'In an attempt to make it relevant to our darker, more violent times, director Jose Padilha loses sight of the point he wishes to make through the film,' says Paloma Sharma after watching RoboCop.
The RoboCop remake (the original released in 1987) is set in the year 2028 -- a future where America has colonised Iran and maintains its version of 'peace' on foreign soil by hiring sophisticated, battle-robots that run regular scans of all citizens, enforcing an almost Orwellian-style of law and order.
Back home, the crime rate on America's streets has grown to alarming levels.
Raymond Sellers (Michael Keaton), the ruthless CEO of OmniCorp, is trying to sell the idea of war-robots patrolling American streets to its people.

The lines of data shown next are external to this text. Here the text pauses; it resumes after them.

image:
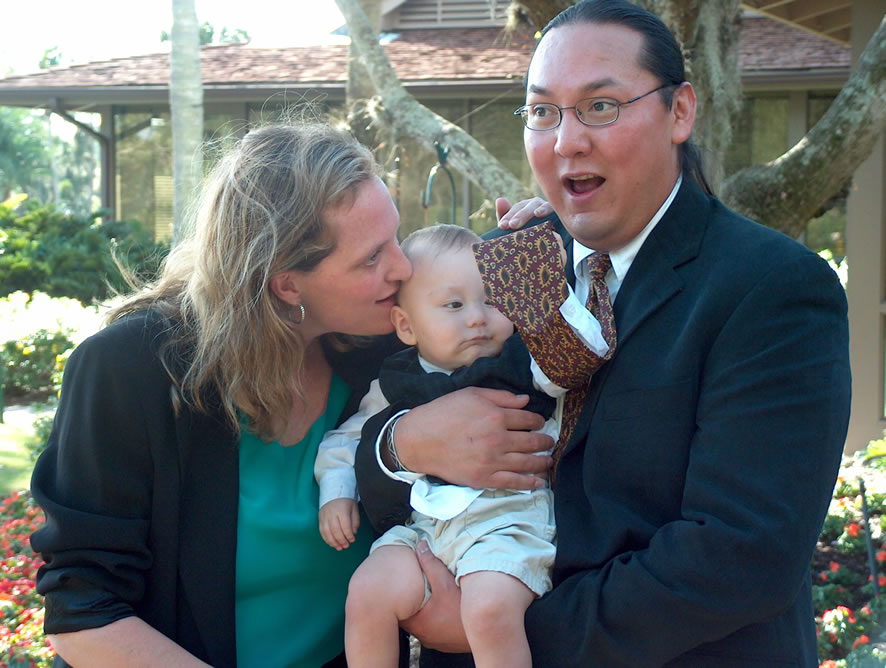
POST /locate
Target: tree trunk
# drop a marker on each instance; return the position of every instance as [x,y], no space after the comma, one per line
[186,103]
[407,118]
[784,194]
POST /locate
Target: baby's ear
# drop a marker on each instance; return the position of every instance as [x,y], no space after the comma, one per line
[402,326]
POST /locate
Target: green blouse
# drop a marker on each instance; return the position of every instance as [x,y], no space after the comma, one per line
[291,586]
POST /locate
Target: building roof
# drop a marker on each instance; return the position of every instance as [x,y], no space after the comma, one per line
[454,60]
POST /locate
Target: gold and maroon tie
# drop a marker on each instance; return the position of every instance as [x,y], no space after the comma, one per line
[523,278]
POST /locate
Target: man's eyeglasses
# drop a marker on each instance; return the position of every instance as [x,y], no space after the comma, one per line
[591,111]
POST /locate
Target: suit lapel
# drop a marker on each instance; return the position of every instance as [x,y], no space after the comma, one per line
[651,281]
[210,483]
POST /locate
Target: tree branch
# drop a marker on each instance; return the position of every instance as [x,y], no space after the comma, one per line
[411,119]
[788,191]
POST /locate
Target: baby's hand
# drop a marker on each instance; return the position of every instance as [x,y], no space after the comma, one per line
[339,521]
[515,217]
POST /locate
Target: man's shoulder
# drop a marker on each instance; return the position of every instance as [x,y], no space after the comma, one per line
[496,232]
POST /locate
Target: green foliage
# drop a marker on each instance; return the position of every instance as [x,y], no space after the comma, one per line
[207,35]
[36,443]
[66,255]
[34,363]
[51,57]
[47,167]
[849,617]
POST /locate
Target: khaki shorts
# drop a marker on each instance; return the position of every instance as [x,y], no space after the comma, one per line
[504,531]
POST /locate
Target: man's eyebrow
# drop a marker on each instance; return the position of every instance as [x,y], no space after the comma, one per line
[589,87]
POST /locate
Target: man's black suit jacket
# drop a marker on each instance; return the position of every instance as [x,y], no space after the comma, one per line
[689,500]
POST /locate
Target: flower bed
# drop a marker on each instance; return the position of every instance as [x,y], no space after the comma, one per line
[21,608]
[849,617]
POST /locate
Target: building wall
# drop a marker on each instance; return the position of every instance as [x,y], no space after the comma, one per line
[866,291]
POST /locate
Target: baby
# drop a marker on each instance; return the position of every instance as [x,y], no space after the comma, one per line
[499,544]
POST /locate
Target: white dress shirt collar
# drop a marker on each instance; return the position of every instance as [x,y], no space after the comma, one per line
[624,256]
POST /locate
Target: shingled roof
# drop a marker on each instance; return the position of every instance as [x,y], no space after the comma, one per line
[471,58]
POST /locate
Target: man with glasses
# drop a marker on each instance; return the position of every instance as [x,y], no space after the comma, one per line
[691,495]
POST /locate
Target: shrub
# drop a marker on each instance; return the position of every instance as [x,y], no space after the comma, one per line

All that stands in his way is a stubborn, anti-drone politician, Senator Dreyfuss (Zach Grenier) and the Senator's iron-clad piece of anti-robot legislation -- The Dreyfuss Act.
The only way Sellers can circumvent the Senator's will is to swing public opinion in his favour. For this, Sellers comes up with a new product -- a more humane product -- a RoboCop; and police officer Alex James Murphy (Joel Kinnaman) finds himself the guinea pig in this experiment.
Samuel L Jackson plays a futuristic version of Arnab Goswami who provides enough 'satire' in the beginning of the film, which makes you think that perhaps this is an intelligent remake.
Perhaps this isn't all gun-fights and bone-breaking. But the film cannot seem to decide what it wants to say -- mumbling words that never connect to make a complete, coherent sentence.
While Jackson's character, Pat Novak, spends a fair amount of time discussing the politics of artificial intelligence, Dr Dennett Norton (Gary Oldman) questions the ethical grounds of turning a man into a machine.
But both narratives eventually culminate into a faster-than-you-can-follow gunfight in a darkroom which accounts for pretty much all the hardcore action you'll see in this film.
In an attempt to modernise RoboCop and make it relevant to our darker, more violent times, director Jose Padilha loses sight of the point he wishes to make through the film.
While on the one hand he remains opposed to drones and the free availability of guns, his portrayal of bloodshed is almost numbing.
Unlike in the 1987 original, it is the man who wakes up to find himself inside a machine in the remake. The machine makes him the an ever efficient police officer but he wants to connect with his wife Clara (Abbie Cornish) and son David (John Paul Ruttan) again.
It is tough to sympathise with Clara because one does not connect with her at all. She is the pretty, blonde, apparently stay-at-home mum who sheds tears like a soap opera actor.
Even though Kinnaman is the perfect choice for playing the new RoboCop, there is only so far a film can go on the basis of its casts' performances.
Several trains of thought are introduced in the film but very few really manage to come full circle, leaving the rest seem irrelevant.
RoboCop tries to be something it is not and in that process, ruins everything it could have been.